I shouldn't have been so surprised that Amazon has grants. I let my personal feelings about Amazon and its adversarial tendencies to override the fact they are a corporate entity with a charitable arm. Almost all corporations have that from WalMart to Target, from Kroger to Coca-Cola, from Chik-fila to McDonalds.

Our tax code make grants more accessible to nonprofits, but some individual opportunities are available. We post them in FundsforWriters and TOTAL FundsforWriters, as well as at the website - http://www.fundsforwriters.com/ . Just don't forget that the diligent, motivated, savvy individual can also tap that grant stream to nonprofits. You just have to be creative about it with great networking tendencies.

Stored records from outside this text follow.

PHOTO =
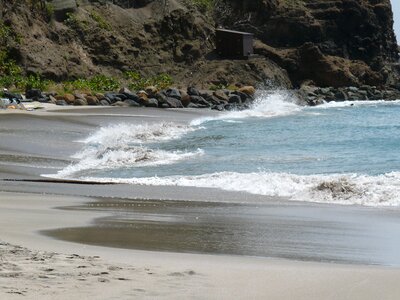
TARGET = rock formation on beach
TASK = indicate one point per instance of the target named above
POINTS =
(335, 43)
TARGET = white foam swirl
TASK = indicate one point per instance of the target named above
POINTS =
(267, 104)
(122, 146)
(143, 133)
(382, 190)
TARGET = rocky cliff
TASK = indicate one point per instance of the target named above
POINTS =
(327, 42)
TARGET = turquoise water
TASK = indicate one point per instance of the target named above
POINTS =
(341, 152)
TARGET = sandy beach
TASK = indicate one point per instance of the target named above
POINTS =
(35, 265)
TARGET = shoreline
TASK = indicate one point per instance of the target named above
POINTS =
(27, 208)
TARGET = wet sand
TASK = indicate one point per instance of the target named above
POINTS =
(210, 221)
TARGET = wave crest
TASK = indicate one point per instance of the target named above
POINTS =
(350, 189)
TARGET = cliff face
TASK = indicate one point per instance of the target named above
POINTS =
(330, 42)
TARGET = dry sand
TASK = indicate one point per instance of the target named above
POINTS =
(33, 266)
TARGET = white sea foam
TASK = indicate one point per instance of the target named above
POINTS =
(122, 146)
(350, 189)
(142, 133)
(340, 104)
(122, 157)
(266, 105)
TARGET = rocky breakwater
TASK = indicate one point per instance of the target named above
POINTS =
(223, 99)
(312, 95)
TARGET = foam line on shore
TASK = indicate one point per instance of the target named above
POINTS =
(347, 189)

For more information about fiscal agents: http://foundationcenter.org/getstarted/faqs/html/fiscal_agent.html
For information about letting a school be your fiscal agent for an educational project: http://www.neafoundation.org/pages/educators/knowledge-and-resources/grantee-resources/fiscal-agent/

Hopefully I haven't confused more than helped. At least know this . . . corporate entites offer grants. If you can somehow team with a nonprofit, school or charitable group, you might use this to your advantage.

2 comments:

Lynn Serafinn said...

Hi there Hope. Do you know if there is something similar for Amazon.co.uk OR if Amazon.com offers this to UK-based non-profits?

Thanks!

Hope Clark said...

I have no idea. The UK has such a different tax structure and bursary system. I could find nothing on the website. You might try emailing them, using the US grant press release as an example.